Il est un vieillard. Avec sa femme, ils ont marié leurs enfants. Puis sans elle, il a marié ses petits-enfants. Ses plus jeunes siens se marieront probablement sans lui. C’est la vie et il le sait.
Il extirpe un à un ses souvenirs jaunis. Il se souvient des odeurs de compote et de riz au lait, de la fraîcheur des joues de ses enfants, d’une chanson de Maurice Chevalier, de ses copains qu’il n’a jamais revus après la guerre. Ses souvenirs se sont déclassés à force de vieillir, mais même dans le désordre, il se souvient. Il a tant de choses à dire aux plus jeunes des siens mais ils se font si rares… Ils ont leur vie et ils sont occupés. C’est la vie et il le sait.
Ses journées se suivent et se ressemblent, de son grand bol de café au lait le matin jusqu’à son assiette de soupe le soir. Après son dîner, il s’assoit dans son fauteuil et les jambes recouvertes d’une couverture, il regarde son téléphone et il attend. Lorsqu’ils appellent, c’est le soir. Enfin, lorsqu’ils appellent… car ils sont très occupés. C’est la vie et il le sait.
Il se souvient des yeux étonnés de la petite dernière lorsqu’elle a su qu’il avait eu un jour son âge. Pour les enfants, un vieux a toujours été vieux, même jeune. Il lui raconte qu’il était très beau quand il était jeune, que les filles le regardaient, que… Il ne dit plus rien, la petite ne l’écoute plus. Sa mère l’appelle, ils vont partir. Déjà. Il les embrasse tous, un à un. La petite s’essuie la joue en grimaçant. C’est la vie et il le sait.

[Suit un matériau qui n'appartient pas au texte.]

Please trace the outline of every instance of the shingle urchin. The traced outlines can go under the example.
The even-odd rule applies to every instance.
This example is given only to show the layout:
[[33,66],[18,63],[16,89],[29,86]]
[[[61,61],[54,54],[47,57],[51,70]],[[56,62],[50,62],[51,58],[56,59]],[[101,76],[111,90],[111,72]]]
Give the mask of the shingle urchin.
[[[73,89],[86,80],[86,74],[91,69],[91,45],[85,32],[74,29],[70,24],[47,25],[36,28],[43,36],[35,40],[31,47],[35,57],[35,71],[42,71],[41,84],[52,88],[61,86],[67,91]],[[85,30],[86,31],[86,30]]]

Il se dit parfois qu’il a de la chance de ne pas être dans une maison de retraite. Il pense à toutes ces solitudes déracinées que l’on a rassemblées là pour s’en décharger. Il pense à ces solitudes oubliées. Il pense à ces solitudes d’âmes disloquées. Il pense au mot « mouroir »… C’est la vie et il le sait.
Il se sent très fatigué ces temps-ci. Il ne sort plus. Il reste dans son fauteuil, sa couverture sur les genoux. Enlisé dans la profondeur du silence, il attend. Il attend le bruit tant espéré. Et à force de l’espérer, il l’entend. Il entend les siens ouvrir la porte. Dans quelques instants, ils se jetteront à son cou. Il sourit déjà. Mais il ne voit plus rien et les tulipes du jardin se sont arrêtées de pousser. C’est la mort, il ne le sait pas mais il s’en doutait.